Slowly but surely, Sen. Mary Landrieu continues to become more marginalized, and thus more shrill, as her power begins seeping away.

She knows the math as well as anybody else – in the Southern state which perhaps has better bucked the Republican trend than any other, its gradual drift towards a Republican majority suddenly got a good push from Hurricane Katrina, as those likely to have left the state disproportionately would have been future Democrat voters. In both 1996 and 2002 she won Orleans Parish, by an average of 90,000 votes, where her final margins were in the neighborhood of 6,000 and 42,000, respectively. That buffer is more than gone.

Further, Louisiana’s federal elected Republicans and their national legislative leaders who control Congress have shunted her to the side now that they have one of their own, Sen. David Vitter, as a headliner to work through in the Senate. Thus, reconstruction efforts after the hurricanes can be structured to make Vitter look good and remove Landrieu from any taking of credit.
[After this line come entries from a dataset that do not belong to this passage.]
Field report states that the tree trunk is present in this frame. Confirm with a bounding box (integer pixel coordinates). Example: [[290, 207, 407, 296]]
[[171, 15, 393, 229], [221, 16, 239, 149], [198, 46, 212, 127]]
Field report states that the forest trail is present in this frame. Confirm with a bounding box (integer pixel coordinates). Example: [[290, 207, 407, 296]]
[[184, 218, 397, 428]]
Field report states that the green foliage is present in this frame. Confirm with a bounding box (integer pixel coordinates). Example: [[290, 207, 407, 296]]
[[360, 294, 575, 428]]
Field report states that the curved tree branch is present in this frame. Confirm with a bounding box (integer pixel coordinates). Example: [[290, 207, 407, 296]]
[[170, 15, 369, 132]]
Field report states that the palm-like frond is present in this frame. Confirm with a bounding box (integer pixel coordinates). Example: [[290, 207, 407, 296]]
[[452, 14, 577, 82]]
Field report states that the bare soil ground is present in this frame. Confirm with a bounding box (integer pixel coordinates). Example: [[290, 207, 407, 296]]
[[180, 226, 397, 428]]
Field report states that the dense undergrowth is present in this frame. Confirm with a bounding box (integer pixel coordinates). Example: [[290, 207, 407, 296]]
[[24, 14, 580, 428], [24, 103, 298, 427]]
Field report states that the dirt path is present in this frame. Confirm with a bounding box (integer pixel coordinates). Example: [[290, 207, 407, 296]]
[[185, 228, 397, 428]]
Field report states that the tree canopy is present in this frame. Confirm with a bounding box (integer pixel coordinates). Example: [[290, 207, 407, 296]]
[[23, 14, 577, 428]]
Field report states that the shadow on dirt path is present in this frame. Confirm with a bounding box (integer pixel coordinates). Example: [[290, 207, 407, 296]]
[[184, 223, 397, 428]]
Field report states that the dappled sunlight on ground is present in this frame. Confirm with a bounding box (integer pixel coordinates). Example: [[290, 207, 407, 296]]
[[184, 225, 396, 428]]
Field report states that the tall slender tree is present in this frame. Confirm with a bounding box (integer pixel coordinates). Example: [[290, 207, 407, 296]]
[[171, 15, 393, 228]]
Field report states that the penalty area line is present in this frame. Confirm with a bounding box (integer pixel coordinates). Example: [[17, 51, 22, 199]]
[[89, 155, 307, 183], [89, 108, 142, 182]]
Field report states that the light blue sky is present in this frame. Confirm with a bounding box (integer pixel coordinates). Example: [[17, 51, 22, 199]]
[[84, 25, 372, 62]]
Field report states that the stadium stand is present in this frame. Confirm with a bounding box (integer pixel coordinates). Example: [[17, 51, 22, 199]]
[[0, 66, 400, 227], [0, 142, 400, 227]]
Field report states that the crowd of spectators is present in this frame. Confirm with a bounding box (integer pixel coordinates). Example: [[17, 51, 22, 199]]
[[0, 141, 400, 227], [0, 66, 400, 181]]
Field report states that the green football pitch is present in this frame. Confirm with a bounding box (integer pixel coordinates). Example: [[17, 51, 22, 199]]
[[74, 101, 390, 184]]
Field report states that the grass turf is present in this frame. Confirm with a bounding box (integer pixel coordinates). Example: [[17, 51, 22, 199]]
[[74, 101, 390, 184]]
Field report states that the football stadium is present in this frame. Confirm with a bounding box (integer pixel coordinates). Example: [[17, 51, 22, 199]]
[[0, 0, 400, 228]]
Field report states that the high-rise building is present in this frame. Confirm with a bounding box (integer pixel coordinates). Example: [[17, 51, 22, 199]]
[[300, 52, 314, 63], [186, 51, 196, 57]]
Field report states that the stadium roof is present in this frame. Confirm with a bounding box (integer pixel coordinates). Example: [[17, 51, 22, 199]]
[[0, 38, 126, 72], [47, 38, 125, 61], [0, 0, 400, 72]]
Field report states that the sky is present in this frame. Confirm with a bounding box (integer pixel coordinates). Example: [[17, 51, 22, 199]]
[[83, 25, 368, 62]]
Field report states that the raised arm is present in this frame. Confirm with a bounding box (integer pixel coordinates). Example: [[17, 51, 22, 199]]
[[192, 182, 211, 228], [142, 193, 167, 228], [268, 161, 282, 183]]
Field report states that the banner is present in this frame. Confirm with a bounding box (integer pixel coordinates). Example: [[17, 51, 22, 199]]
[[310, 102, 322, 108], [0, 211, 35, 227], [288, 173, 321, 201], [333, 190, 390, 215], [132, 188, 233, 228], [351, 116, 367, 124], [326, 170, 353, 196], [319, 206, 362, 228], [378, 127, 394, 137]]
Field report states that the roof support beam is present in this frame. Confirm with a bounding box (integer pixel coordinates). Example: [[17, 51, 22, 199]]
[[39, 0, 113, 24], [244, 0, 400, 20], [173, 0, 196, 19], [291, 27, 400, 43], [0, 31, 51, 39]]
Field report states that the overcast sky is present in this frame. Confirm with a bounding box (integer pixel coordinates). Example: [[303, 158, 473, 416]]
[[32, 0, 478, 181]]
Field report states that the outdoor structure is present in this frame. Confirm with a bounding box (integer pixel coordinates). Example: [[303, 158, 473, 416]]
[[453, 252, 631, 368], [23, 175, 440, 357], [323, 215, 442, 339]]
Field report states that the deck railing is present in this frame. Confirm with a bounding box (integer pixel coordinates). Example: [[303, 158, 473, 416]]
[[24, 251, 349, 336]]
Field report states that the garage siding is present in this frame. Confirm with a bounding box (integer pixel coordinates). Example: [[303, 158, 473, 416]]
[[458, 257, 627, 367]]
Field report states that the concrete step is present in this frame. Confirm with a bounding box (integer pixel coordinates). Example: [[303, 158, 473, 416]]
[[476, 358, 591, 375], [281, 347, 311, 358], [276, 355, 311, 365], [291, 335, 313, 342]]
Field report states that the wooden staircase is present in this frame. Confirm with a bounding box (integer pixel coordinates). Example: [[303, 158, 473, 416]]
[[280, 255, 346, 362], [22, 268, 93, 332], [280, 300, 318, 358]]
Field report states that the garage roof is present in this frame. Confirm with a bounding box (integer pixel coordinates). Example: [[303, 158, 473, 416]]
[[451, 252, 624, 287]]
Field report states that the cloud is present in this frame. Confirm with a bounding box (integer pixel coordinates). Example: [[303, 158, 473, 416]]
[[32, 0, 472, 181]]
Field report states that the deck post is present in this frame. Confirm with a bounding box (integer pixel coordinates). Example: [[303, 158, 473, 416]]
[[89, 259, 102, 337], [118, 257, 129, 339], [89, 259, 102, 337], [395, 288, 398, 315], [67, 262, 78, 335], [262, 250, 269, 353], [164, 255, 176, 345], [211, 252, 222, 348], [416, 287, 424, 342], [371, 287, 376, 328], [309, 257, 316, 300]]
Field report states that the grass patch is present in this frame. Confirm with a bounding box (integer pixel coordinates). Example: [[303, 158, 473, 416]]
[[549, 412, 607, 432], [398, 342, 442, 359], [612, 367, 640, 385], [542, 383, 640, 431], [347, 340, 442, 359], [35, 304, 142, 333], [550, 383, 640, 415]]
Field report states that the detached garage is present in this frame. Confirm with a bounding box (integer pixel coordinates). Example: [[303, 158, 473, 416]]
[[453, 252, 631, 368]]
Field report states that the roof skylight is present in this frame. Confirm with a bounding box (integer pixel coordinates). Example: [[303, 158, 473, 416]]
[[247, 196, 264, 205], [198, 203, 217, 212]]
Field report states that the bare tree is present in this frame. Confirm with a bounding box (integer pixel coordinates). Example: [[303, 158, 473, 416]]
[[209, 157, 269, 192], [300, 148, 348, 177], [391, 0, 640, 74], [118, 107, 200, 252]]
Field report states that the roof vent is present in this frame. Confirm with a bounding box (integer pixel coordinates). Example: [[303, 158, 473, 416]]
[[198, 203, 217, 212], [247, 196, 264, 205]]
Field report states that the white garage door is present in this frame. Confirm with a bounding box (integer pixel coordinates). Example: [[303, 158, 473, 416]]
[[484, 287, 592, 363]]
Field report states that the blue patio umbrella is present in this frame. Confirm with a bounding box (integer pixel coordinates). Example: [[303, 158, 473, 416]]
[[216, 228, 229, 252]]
Indeed, her bickering and obstructionism that delayed the $750 million loan to help local governments keep afloat smacked of the same dogmatism that cost Democrat Max Cleland his Senate seat in 2002.

Were Landrieu truly a centrist, she might act gracefully in the light of this and thus have a shot at reelection in 2008. But she’s a liberal at heart whose strategy, in absence of an ideology she shares with the Louisiana public, is to attack, and increasingly she continues to spout nonsense that only serves as the shovel she continues to dig with more deeply the hole she’s in.

She criticizes a guy who has real power in the Senate to determine what kind of aid Louisiana gets when he voices his concern over to what uses aid allocated to Louisiana goes, and the best rejoinder she can come up with is an example that backfires on her – the recent engineered indictment of House Majority Leader Republican Tom DeLay by a corrupt Democrat. And she stays on the same Pres. George W. Bush-bashing that has been so thoroughly discredited while obscuring her own culpability in setting up the conditions for the disaster.

But she stoops to a new low when she starts criticizing the American Red Cross. While she may be accustomed to thinking that government ought to control everything, somebody needs to tell her that the Red Cross is a nonprofit agency, not part of the government. Through the goodness of their hearts its volunteers and donors are providing assistance. They don’t have to.

FEMA does contract the Red Cross as one of its three non-federal primary response agencies for disasters, which means it holds the final authority in this area. So if Landrieu wants to keep trying to deflect blame from herself, the least she can do is stay on message criticizing FEMA and not start beating up on a charity.

Her reactions continue to show that, while she’s only halfway through her term, she knows full well her days in the Senate are numbered.